Капля попала на руку Ксении. Она содрогнулась от омерзения и немедленно стала протирать ладонь своим надушенным платком: «Не хватало еще и мне заразиться какой-нибудь гадостью… Выходит, он в самом деле рисовал одного и того же человека, того «гостя» в блестящих сапогах! И зачем понадобилось так подробно зарисовывать его состояния?» Балерина подумала, что если и дальше будет пытаться вникнуть в происходящее, то еще. чего доброго, сама повредится в рассудке, к тому же она вдруг заметила Сержика, который чем-то увлекся в дальнем конце залы. Наглого юнца она терпеть не могла, и ей совсем не хотелось быть узнанной в этом обществе, а Сержик был здесь единственный, кто мог ее узнать. «Да, видно, здесь князя мне сегодня уже не дождаться: лучше уйти, пока не поздно. С Божьей помощью навещу его завтра же — пускай он сам мне все объяснит», — решила Ксения. Ей удалось незаметно выскользнуть из безобразной комнаты.
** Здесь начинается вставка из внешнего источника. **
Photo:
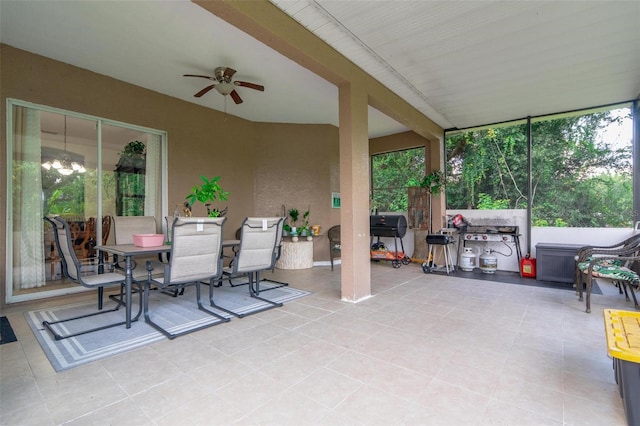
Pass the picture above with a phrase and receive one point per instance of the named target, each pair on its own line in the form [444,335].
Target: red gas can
[528,267]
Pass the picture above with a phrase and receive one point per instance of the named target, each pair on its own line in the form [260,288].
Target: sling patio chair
[73,270]
[195,257]
[258,251]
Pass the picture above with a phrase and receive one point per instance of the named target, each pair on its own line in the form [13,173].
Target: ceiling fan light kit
[223,83]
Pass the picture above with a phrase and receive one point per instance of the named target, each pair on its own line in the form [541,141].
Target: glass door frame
[100,121]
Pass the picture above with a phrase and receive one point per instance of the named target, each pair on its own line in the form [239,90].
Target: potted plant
[209,192]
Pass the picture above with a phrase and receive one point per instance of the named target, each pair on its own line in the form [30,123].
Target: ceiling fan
[224,84]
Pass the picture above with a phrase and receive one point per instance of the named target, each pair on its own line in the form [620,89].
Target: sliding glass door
[85,169]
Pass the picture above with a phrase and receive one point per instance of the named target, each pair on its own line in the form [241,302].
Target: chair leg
[588,299]
[167,333]
[213,304]
[254,278]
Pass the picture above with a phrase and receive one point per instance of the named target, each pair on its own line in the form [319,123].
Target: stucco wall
[254,160]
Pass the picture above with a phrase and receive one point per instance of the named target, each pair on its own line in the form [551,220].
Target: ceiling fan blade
[203,91]
[249,85]
[200,76]
[228,73]
[236,98]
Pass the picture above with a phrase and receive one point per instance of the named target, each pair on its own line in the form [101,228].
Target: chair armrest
[586,252]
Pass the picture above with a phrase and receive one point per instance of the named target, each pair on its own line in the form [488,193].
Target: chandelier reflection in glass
[65,166]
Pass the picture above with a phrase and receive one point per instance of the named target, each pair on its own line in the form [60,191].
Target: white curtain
[27,226]
[152,186]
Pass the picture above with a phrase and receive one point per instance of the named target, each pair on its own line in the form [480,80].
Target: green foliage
[577,179]
[134,148]
[207,193]
[391,174]
[294,214]
[434,182]
[486,203]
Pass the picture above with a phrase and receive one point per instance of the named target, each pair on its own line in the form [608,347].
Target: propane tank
[488,262]
[467,259]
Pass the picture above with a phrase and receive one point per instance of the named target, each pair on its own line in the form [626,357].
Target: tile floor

Она опять попала в темный коридор и стала плутать по нему, теперь уже с одним желанием поскорее вырваться на улицу. Когда Ксения, как ей показалось, нашла обратный путь, неожиданно приоткрылась одна из массивных дубовых дверей. Полоска света упала на пол, в полумраке балерина узнала знакомую ручку в виде ящерицы. Без сомнения это был вход в мастерскую, и тут женское любопытство победило страх. Ксения распахнула двери и застыла как вкопанная: из темной мастерской на нее смотрел сам Евгений Петрович, но в глазах его была не радость, а наоборот — злобное раздражение.

— Вот так явление… Мокрица безобразная! Что вы забыли на моей территории? Это моя территория, слышите, что я говорю?! Я мужчина, вы женщина, а посему вон отсюда. Я же сказал, убирайтесь!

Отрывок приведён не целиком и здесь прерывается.